The cost of both types of medical coverage increased more slowly than in 2011. Family premiums grew more than 9 percent to $15,073 last year, while individual premiums rose nearly 8 percent in 2011 to $5,429.
“On the slowdown, of course everyone’s trying to figure this out,” Kaiser President and CEO Drew Altman said during a conference call to discuss the 2012 survey’s findings. The slow economy likely contributed to the decrease in premiums’ rate of growth, he said. Or, insurers may not have needed to raise premiums as quickly after last year, he added.
“It’s also possible that 9 percent last year has some effect on what we’re seeing this year,” he said.
Although health-coverage premiums eased their rate of increase in 2012, they still outpaced inflation and wage growth. Inflation was 2.3 percent, while wages grew at 1.7 percent, according to Kaiser.
The one-year slowdown also did little to dent a decade’s worth of inflation in health-insurance costs, the survey’s numbers show. Since 2002, average premiums for family health coverage ballooned 97 percent. Worker contributions jumped 102 percent during that time.
“Workers’ contributions to premiums are up 180 percent since we started this survey in 1999, and their wages are up 47 percent,” Altman said. “That’s why what looks like recent moderation to experts doesn’t always feel that way to working people.”
The average annual health-insurance premium contribution for a worker with family coverage in 2012 was $4,316, up from $4,129 in 2011. It was $951 for single coverage, up from $921 the previous year.
Preferred-provider organizations, or PPOs, were the most common type of plan in 2012, covering 56 percent of workers with employer-sponsored coverage. High-deductible health plans (HDHP) with savings options covered 19 percent, and health-maintenance organizations covered 16 percent. Another 9 percent of workers were in point-of-service plans.

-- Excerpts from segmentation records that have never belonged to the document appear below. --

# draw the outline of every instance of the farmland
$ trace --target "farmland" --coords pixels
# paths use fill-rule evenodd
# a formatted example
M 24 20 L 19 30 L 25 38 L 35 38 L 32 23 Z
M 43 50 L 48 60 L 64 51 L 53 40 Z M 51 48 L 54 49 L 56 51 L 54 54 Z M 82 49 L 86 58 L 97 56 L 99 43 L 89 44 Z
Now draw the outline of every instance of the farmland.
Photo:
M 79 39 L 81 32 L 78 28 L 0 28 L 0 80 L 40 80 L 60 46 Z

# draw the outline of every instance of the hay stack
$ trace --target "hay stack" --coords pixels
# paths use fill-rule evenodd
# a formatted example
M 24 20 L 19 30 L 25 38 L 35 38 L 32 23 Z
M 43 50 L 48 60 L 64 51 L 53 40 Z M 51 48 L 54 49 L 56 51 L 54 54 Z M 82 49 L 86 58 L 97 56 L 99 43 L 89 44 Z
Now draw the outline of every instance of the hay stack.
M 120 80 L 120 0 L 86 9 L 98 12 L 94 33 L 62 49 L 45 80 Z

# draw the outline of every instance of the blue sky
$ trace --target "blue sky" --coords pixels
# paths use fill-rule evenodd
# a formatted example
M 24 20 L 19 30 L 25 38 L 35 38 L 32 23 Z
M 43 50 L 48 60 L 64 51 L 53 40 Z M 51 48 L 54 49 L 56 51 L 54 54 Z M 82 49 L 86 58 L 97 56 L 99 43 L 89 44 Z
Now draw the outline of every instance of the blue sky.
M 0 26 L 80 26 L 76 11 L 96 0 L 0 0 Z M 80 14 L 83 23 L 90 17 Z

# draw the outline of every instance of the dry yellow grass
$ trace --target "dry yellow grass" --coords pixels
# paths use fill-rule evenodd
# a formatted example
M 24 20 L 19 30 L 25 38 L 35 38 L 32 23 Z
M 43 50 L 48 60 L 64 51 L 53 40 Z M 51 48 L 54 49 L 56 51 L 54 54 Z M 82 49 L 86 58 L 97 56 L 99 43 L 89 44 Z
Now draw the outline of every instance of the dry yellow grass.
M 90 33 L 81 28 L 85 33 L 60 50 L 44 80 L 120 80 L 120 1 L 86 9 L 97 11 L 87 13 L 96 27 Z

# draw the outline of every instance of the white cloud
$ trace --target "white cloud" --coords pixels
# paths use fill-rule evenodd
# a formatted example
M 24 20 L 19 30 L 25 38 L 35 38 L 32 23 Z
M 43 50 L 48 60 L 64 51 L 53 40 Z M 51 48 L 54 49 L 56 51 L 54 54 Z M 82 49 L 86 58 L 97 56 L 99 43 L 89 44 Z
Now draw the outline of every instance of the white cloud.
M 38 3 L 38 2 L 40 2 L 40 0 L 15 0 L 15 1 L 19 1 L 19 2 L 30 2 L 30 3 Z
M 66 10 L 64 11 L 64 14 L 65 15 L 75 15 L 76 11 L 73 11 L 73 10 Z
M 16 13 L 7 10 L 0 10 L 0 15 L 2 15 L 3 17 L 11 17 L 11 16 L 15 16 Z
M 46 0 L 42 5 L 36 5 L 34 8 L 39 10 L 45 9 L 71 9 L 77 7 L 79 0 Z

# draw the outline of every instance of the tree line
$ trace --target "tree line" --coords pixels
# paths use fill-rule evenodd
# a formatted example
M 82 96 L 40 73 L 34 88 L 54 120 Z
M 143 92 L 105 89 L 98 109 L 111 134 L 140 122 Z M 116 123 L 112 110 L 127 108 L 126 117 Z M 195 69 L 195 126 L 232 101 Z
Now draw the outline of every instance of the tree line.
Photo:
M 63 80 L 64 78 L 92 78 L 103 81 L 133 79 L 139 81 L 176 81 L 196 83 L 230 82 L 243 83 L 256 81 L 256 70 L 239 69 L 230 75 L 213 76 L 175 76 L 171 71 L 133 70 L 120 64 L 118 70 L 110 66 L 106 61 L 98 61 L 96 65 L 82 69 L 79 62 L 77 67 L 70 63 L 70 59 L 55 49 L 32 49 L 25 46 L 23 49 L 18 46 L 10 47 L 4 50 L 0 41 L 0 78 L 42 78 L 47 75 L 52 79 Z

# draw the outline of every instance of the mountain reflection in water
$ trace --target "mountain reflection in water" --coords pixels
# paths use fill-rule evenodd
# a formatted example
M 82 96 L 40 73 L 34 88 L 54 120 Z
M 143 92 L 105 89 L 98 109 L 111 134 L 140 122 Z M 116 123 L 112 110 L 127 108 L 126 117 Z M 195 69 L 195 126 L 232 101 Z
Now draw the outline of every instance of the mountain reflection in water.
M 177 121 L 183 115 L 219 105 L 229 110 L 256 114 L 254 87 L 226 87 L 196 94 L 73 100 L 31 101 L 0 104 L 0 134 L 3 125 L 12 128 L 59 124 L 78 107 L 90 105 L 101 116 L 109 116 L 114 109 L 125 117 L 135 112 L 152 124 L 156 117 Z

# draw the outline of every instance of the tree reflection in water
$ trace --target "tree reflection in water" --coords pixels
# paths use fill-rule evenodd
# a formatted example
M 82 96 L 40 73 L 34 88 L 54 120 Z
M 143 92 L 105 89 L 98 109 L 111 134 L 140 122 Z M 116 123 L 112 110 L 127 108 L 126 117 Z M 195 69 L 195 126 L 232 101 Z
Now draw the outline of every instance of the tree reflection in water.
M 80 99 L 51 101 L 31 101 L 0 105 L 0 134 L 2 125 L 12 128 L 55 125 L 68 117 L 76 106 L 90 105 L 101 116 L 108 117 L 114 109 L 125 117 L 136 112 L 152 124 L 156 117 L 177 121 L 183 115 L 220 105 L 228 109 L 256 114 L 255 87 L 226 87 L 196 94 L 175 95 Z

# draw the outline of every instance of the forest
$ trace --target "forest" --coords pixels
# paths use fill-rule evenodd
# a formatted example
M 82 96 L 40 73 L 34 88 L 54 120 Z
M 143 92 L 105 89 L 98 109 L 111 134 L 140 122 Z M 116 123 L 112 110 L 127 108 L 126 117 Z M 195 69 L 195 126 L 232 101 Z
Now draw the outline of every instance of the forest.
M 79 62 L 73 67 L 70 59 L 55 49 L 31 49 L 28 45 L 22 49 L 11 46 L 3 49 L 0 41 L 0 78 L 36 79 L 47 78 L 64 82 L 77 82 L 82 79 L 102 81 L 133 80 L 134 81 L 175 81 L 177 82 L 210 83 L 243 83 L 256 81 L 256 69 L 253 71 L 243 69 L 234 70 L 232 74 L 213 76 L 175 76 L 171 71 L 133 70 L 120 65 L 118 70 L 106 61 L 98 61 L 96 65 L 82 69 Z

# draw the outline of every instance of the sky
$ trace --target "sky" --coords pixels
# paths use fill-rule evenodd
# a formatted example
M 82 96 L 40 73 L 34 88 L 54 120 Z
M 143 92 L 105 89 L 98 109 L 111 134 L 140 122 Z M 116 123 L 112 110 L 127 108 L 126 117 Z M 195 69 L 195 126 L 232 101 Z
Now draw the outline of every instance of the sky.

Enrollment growth in HDHPs tapered off in 2012, according to the survey. The 19 percent enrolled in the plans this year was just 2 percentage points higher than the 17 percent reported in last year’s survey, which is not statistically significant, the survey found. Previous years saw more growth in HDHPs — enrollment in the plans grew 4 percentage points between 2010 and 2011 and 5 percentage points between 2009 and 2010.
“We’re seeing a plateauing this year in growth in high-deductible plans and cost-sharing,” Altman said. “The question is, is this just a temporary timeout, and we’ll see the recent trend toward more people in high-deductible plans resume in future surveys?”
Availability of employer-sponsored health coverage was also virtually unchanged from 2011, the survey found. In 2012, 61 percent of employers offered health-insurance benefits, up 1 point from the previous year.
Larger firms were more likely to offer health-care benefits, the survey said. Just half of firms with three to nine workers offered benefits, compared to 98 percent of firms with 200 or more employees. Among all firms with three to 199 workers, 61 percent offered health benefits.
Employers also reported on their expected change in health-insurance premiums for 2013. They cited an average increase of 7 percent.
However, Kaiser noted that early reports of premium increases are not always accurate because firms raise deductibles, change benefits, or move to new coverage. This year, 54 percent of employers offering health benefits reported shopping for new coverage. Among those firms, 18 percent switched insurance carriers and 27 percent changed their plan type.
The Kaiser Family Foundation/Health Research and Educational Trust 2012 Employer Health Benefits Survey, issued Sept. 11, is in its 14th year. It included 3,326 randomly selected non-federal public and private firms with three or more employees surveyed between January and May 2012. Firms predicted their insurance-premium increases for next year in August.
Kaiser is a not-for-profit organization based in Menlo Park, Calif. The Health Research and Educational Trust is a nonprofit with offices in Chicago and Washington, D.C.